Capítulo 20

24 6 0
                                    

O dia amanheceu e ficamos conversando enquanto tomávamos café. Depois me dirigi ao banheiro para tomar banho.

— Por que você está cortando seu cabelo? De novo? — Uma cabeça despontou na porta do banheiro.

— Eu gosto dele curto, é mais... prático.

Escondi as mechas cortadas.

— Você ficaria ainda mais bonita de cabelo comprido, sabia? Seus cachos não são indomáveis como os meus. Os seus são redondos, volumosos e bonitos.

Ela mexia em uma trança apertada que lutava para se libertar.

— Quem sabe um dia — menti, dando meio sorriso.

Levei aquela mecha para a frente da testa e passei a tesoura quase rente à raiz.

Voltei para o quarto e vesti as roupas de Elow. Ela era maior e tinha uns quilinhos a mais do que eu, dada minha magreza.

— Você poderia ir à cidade comprar roupas novas pra mim? Calças e uma capa preta?
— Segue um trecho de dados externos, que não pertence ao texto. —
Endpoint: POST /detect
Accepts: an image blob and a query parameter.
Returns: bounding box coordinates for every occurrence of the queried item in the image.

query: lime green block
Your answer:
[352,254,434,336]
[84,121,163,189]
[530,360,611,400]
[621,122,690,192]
— Preto? — Ela franziu o nariz.

— Sim. E uma camisa também. Preta — disse sem mistério.

— Você vai a um funeral por acaso?

— É melhor para me camuflar.

— É inverno, Seraffine. Tem uma semana que entramos no solstício de inverno. Vista algo bonito. Você poderia se vestir igual a mim, olhe esse lindo vestido amarelo — apontou para si mesma.

Franzi o rosto para o vestido.

Vestido...

— Não, obrigado.

Mas realmente era lindo, com flores brancas, bem acinturado, ressaltando suas curvas, um pouco abaixo dos joelhos, de manga curta, com um decote V.

— Você combina com qualquer coisa — afirmei,

enquanto segurava o que sobrara das minhas coisas.

Eu não queria ver aquelas roupas nunca mais. Taquei fogo. Meu único livro estava ensopado, e as letras apagadas. Os papéis grossos e brancos de pintura e meu pequenino estojo de aquarela de seis cores haviam se partido e estavam cheios de lama e em frangalhos.

Foi minha mãe quem me deu, relembro derrotada.

Olhei para aquele desenho do seu rosto no papel manchado de lama e suspirei.

— Eu tenho algo para você. Na verdade, duas coisas —

disse a Elow, enfiando a mão no bolso da calça e tirando uma trouxinha de pano.

Ela olhava atentamente o embrulho, quase tomando da minha mão. Desembrulhei com cuidado, com medo de que tivessem se despedaçado com todo aquele alvoroço. Mas não, estavam intactas.

Primeiro tirei o colar e estendi para ela ver.

— Que coisa linda! — O colar formigou sobre meus dedos, uma sensação bruxuleante.

Afastei meus pensamentos do lobo morto.

— É de ouro, você pode vender se precisar.

Ela pegou o colar da minha mão e colocou no pescoço se olhando no espelho.

— Achei lindo.

Realmente estava bonito. Abri a outra aba do tecido. Ela arregalou os olhos.

— Não brinca comigo! — Falou, tomando da minha mão e sumindo do quarto.